Bruce Everett writes about the first night of the Global Atheist Convention. Funnily enough, as it were, I did not see the comedy shows. Someone had asked me if I could give her any advice about a book she has written, and I ended up having a long conversation about it while the comedy acts were on.
This means that I cannot give an opinion of my own about Jim Jefferies' routine, which Everett comments on, which became a matter of controversy through the convention, and which Ophelia Benson comments on here. Perhaps I'll watch the video that she has embedded in her post when I have time.
It seems that Jefferies uttered numerous misogynist comments. The issue seems to be whether his act is constructed in such a way that we are supposed to laugh along with these comments, as if recognising them as taboo truths, or whether he plays the role of a misogynist character - so his act is one of what we in the English department (well, I'm in the philosophy department these days, but you know what I mean) call "ironic impersonation".

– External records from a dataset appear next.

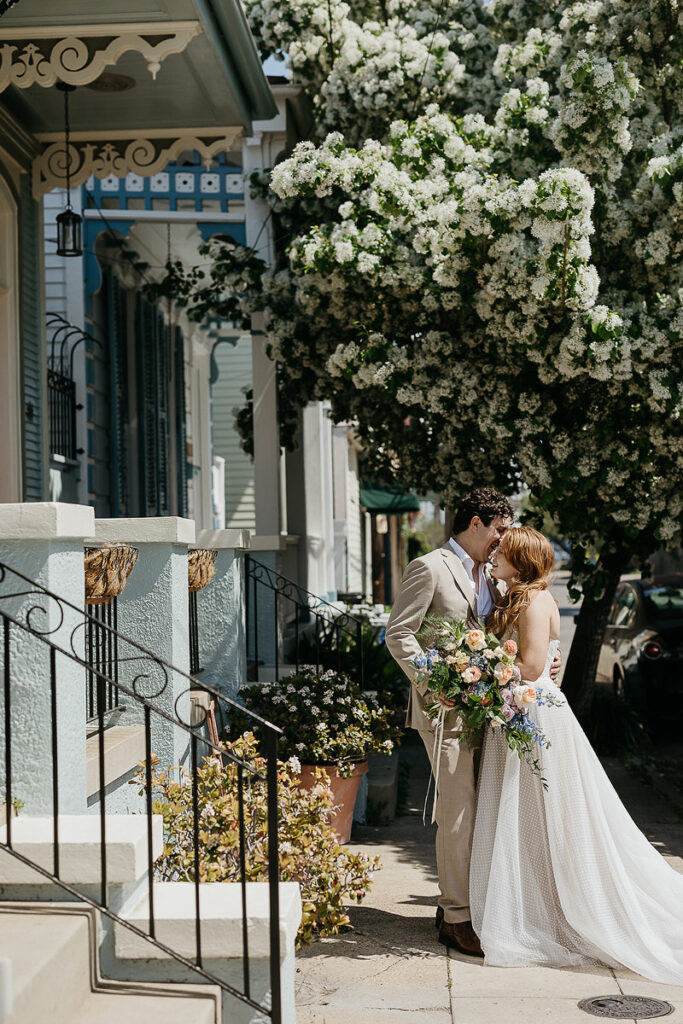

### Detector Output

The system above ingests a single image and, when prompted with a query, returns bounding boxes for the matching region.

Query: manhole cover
[578,995,674,1019]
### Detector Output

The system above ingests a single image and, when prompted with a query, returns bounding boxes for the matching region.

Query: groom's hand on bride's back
[550,648,562,683]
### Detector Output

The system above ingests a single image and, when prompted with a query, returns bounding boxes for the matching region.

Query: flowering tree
[159,0,682,716]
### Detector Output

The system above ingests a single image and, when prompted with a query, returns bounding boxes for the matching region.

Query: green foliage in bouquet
[131,733,380,946]
[415,615,562,783]
[415,615,515,746]
[234,666,401,777]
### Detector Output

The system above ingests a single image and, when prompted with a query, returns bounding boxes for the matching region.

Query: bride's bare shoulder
[520,589,556,623]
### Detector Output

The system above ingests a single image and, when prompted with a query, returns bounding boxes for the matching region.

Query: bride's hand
[436,694,457,710]
[549,648,562,683]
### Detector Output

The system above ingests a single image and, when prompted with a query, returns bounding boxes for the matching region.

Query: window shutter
[135,295,170,517]
[175,326,188,518]
[106,270,129,516]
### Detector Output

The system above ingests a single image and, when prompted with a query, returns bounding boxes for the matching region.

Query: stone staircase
[0,902,220,1024]
[0,815,301,1023]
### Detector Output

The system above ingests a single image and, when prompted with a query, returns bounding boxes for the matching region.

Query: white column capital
[0,501,95,540]
[90,517,196,546]
[194,528,252,551]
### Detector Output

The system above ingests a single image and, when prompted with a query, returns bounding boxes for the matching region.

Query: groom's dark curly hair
[451,487,514,535]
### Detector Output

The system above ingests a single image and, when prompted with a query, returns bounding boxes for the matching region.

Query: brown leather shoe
[435,906,444,930]
[438,920,484,958]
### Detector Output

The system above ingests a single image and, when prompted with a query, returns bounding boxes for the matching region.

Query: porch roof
[0,0,276,136]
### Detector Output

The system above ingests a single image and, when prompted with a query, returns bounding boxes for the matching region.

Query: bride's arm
[515,595,552,682]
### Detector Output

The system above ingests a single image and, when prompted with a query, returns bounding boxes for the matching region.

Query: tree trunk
[562,555,624,722]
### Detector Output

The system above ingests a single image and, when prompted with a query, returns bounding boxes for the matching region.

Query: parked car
[596,574,683,720]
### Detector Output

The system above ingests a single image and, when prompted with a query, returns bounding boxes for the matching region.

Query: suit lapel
[440,545,477,619]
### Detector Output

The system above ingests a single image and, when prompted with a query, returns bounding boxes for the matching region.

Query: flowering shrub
[235,667,401,776]
[149,0,682,712]
[133,733,379,946]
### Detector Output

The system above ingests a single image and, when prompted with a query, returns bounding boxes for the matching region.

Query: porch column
[89,517,194,769]
[302,402,336,601]
[0,502,94,815]
[251,313,282,538]
[192,528,251,701]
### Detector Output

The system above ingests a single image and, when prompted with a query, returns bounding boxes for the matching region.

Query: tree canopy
[155,0,683,709]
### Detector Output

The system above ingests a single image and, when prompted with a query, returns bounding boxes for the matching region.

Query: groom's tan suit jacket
[386,543,504,734]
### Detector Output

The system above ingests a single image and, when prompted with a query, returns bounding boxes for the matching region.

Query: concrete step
[72,987,217,1024]
[0,904,220,1024]
[0,815,163,885]
[116,880,303,960]
[0,905,92,1024]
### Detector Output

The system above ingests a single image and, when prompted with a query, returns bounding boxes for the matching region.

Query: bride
[469,526,683,984]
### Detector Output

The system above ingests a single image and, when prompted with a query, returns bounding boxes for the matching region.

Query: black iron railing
[47,368,77,460]
[46,312,104,461]
[86,599,123,721]
[189,590,201,676]
[0,560,284,1022]
[245,556,365,685]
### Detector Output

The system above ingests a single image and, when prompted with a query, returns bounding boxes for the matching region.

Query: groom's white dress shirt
[448,538,493,618]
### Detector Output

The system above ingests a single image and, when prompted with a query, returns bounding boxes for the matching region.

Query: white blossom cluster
[221,0,683,583]
[550,52,639,182]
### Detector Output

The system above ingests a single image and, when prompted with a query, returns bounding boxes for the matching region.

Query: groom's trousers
[418,728,481,925]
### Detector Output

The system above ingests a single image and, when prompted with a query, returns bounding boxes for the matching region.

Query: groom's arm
[385,558,435,696]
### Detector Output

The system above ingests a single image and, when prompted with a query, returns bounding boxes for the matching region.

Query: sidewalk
[295,736,683,1024]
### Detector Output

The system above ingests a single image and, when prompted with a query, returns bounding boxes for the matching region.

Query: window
[609,586,637,628]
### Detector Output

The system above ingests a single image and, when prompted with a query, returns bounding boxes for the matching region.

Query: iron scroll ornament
[0,558,280,776]
[0,563,66,636]
[246,556,365,642]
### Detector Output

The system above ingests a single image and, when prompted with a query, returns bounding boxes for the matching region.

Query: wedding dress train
[470,639,683,984]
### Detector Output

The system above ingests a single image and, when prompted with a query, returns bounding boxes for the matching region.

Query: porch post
[89,517,194,769]
[192,528,251,701]
[0,502,94,815]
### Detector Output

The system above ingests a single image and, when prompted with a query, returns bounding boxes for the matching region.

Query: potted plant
[237,666,400,842]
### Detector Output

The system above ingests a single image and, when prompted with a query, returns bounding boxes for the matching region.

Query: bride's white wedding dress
[470,637,683,984]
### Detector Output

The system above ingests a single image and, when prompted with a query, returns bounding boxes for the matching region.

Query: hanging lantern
[55,82,83,258]
[56,208,82,258]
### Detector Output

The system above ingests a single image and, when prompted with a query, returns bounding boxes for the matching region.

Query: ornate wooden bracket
[32,126,244,199]
[0,21,201,91]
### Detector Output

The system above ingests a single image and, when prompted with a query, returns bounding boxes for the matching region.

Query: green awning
[360,480,421,513]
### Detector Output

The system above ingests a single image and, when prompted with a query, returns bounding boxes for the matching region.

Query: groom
[385,487,560,957]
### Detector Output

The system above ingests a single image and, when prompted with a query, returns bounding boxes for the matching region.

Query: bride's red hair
[487,526,555,640]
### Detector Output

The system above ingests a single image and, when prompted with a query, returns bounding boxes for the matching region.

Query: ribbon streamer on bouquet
[423,705,446,826]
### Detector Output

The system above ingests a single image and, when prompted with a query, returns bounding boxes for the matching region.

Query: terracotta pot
[298,759,368,844]
[84,544,139,605]
[188,548,217,592]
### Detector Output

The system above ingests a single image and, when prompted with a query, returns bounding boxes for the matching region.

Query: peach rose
[513,684,537,709]
[504,639,518,656]
[462,666,482,684]
[465,629,486,652]
[494,662,514,684]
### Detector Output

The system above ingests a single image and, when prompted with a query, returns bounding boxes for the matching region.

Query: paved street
[295,571,683,1023]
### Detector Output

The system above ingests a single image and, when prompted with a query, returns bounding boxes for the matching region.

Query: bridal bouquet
[414,615,562,783]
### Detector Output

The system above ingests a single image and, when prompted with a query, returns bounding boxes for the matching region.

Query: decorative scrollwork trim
[0,22,201,92]
[31,127,243,199]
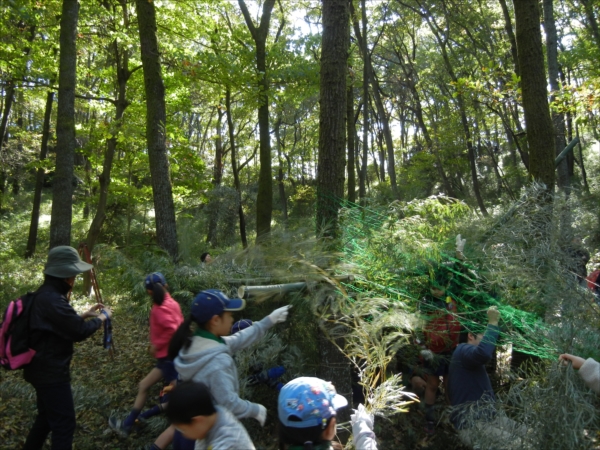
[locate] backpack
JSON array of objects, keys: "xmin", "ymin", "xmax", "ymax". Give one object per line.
[
  {"xmin": 423, "ymin": 297, "xmax": 461, "ymax": 354},
  {"xmin": 0, "ymin": 293, "xmax": 37, "ymax": 370}
]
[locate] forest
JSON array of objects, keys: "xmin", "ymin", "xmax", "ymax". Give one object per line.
[{"xmin": 1, "ymin": 0, "xmax": 600, "ymax": 448}]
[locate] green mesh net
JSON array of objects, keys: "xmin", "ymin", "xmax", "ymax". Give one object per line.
[{"xmin": 335, "ymin": 196, "xmax": 558, "ymax": 361}]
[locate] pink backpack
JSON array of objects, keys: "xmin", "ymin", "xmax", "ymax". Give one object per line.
[{"xmin": 0, "ymin": 293, "xmax": 37, "ymax": 370}]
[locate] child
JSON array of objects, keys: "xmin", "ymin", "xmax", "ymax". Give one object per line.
[
  {"xmin": 277, "ymin": 377, "xmax": 378, "ymax": 450},
  {"xmin": 165, "ymin": 381, "xmax": 255, "ymax": 450},
  {"xmin": 110, "ymin": 272, "xmax": 184, "ymax": 437},
  {"xmin": 417, "ymin": 269, "xmax": 461, "ymax": 434},
  {"xmin": 169, "ymin": 289, "xmax": 291, "ymax": 425}
]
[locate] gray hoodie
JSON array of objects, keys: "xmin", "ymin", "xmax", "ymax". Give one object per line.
[
  {"xmin": 175, "ymin": 316, "xmax": 273, "ymax": 421},
  {"xmin": 579, "ymin": 358, "xmax": 600, "ymax": 394},
  {"xmin": 195, "ymin": 406, "xmax": 255, "ymax": 450}
]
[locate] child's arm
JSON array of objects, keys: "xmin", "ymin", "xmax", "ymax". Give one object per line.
[
  {"xmin": 578, "ymin": 358, "xmax": 600, "ymax": 393},
  {"xmin": 223, "ymin": 305, "xmax": 291, "ymax": 353},
  {"xmin": 204, "ymin": 355, "xmax": 266, "ymax": 423},
  {"xmin": 561, "ymin": 354, "xmax": 600, "ymax": 394}
]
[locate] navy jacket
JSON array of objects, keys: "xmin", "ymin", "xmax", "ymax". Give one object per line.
[
  {"xmin": 448, "ymin": 324, "xmax": 499, "ymax": 429},
  {"xmin": 23, "ymin": 276, "xmax": 102, "ymax": 385}
]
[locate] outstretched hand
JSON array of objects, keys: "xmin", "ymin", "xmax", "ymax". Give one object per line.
[
  {"xmin": 256, "ymin": 404, "xmax": 267, "ymax": 426},
  {"xmin": 81, "ymin": 303, "xmax": 105, "ymax": 319},
  {"xmin": 487, "ymin": 305, "xmax": 500, "ymax": 325},
  {"xmin": 268, "ymin": 305, "xmax": 292, "ymax": 325},
  {"xmin": 559, "ymin": 353, "xmax": 585, "ymax": 370},
  {"xmin": 456, "ymin": 234, "xmax": 467, "ymax": 253}
]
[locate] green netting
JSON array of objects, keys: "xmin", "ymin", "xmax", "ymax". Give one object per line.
[{"xmin": 334, "ymin": 196, "xmax": 558, "ymax": 360}]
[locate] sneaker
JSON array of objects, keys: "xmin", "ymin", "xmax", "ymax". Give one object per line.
[
  {"xmin": 425, "ymin": 420, "xmax": 436, "ymax": 436},
  {"xmin": 108, "ymin": 417, "xmax": 132, "ymax": 437}
]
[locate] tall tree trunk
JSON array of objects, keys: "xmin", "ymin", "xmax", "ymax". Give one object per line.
[
  {"xmin": 351, "ymin": 3, "xmax": 397, "ymax": 197},
  {"xmin": 25, "ymin": 91, "xmax": 54, "ymax": 258},
  {"xmin": 376, "ymin": 128, "xmax": 385, "ymax": 182},
  {"xmin": 207, "ymin": 107, "xmax": 225, "ymax": 247},
  {"xmin": 359, "ymin": 0, "xmax": 368, "ymax": 202},
  {"xmin": 316, "ymin": 0, "xmax": 349, "ymax": 239},
  {"xmin": 11, "ymin": 90, "xmax": 24, "ymax": 195},
  {"xmin": 580, "ymin": 0, "xmax": 600, "ymax": 52},
  {"xmin": 513, "ymin": 0, "xmax": 555, "ymax": 191},
  {"xmin": 499, "ymin": 0, "xmax": 520, "ymax": 77},
  {"xmin": 543, "ymin": 0, "xmax": 569, "ymax": 192},
  {"xmin": 226, "ymin": 87, "xmax": 248, "ymax": 249},
  {"xmin": 347, "ymin": 76, "xmax": 356, "ymax": 203},
  {"xmin": 50, "ymin": 0, "xmax": 79, "ymax": 248},
  {"xmin": 0, "ymin": 84, "xmax": 14, "ymax": 153},
  {"xmin": 274, "ymin": 118, "xmax": 288, "ymax": 224},
  {"xmin": 575, "ymin": 121, "xmax": 589, "ymax": 194},
  {"xmin": 238, "ymin": 0, "xmax": 276, "ymax": 242},
  {"xmin": 136, "ymin": 0, "xmax": 179, "ymax": 260},
  {"xmin": 0, "ymin": 83, "xmax": 15, "ymax": 207}
]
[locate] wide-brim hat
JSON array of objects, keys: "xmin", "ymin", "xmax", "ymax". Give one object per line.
[
  {"xmin": 191, "ymin": 289, "xmax": 245, "ymax": 324},
  {"xmin": 278, "ymin": 377, "xmax": 348, "ymax": 428},
  {"xmin": 43, "ymin": 246, "xmax": 93, "ymax": 278}
]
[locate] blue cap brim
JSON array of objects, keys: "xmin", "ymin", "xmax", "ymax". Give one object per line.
[{"xmin": 224, "ymin": 298, "xmax": 246, "ymax": 311}]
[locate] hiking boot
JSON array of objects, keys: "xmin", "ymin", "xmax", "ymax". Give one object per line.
[
  {"xmin": 425, "ymin": 420, "xmax": 436, "ymax": 436},
  {"xmin": 108, "ymin": 417, "xmax": 132, "ymax": 437}
]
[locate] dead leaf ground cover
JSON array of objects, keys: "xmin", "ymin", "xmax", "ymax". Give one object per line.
[{"xmin": 0, "ymin": 305, "xmax": 468, "ymax": 450}]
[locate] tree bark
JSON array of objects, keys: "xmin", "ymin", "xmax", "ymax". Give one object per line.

I did talk to several people of both sexes who had seen the act. Some people, not all of them women, favoured the taboo truths theory. Some people, not all of them men, favoured the ironic impersonation theory. The latter did seem to me to have more detail in their favour - they seemed to think that he said at least some things that could only be said in character and could not possibly apply to the real Jim Jefferies. Still, there is a further theory possible, that he used a character as a megaphone for his real views, making the ironic impersonation interpretation available for the purpose of deniability. I suppose the important question is who in the audience was laughing at what they considered taboo truths and who was laughing at a character who thinks this way. If it's really this difficult to work out, maybe Jefferies needs to rethink his act to make the irony a bit more obvious. But that's all I'm going to say, since I wasn't there.
It does raise a more general question, though. Why were so many of the presentations in the very limited time of the convention comedy routines? Over the 48 hours, about a third of the presentations took that form. This may be written off as sour grapes on the part of someone who was not asked to speak at the convention (a number of people asked me why I wasn't on the program, but that wasn't my decision). But I genuinely do wonder.
I know that we (many of us) think religion is funny and all, but couldn't we have used some of the 48 hours of the convention for some presentations that might have challenged us in some way (other than by making us wonder whether we were laughing with or at misogyny)? Tamas Pataki was sorely missed, for example. He did a great job in last year's IQ2 debate, arguing the atheist side, but he also did a great job at the last GAC, probing uncomfortably at some of our assumptions.
Fortunately, Richard Dawkins did a wonderful job of this in the final session - a panel in which he conversed with Ayaan Hirsi Ali, Daniel Dennett, and Sam Harris. In fact all four of them asked some hard questions about the future of the atheist movement.
Still, in a conference with only one strand of programming and only about 48 hours of time (it started on a Friday night and finished on a Sunday afternoon) is it really a great idea if about a third of it is comedy acts? I guess I'm the only one who feels this way, but we'll see.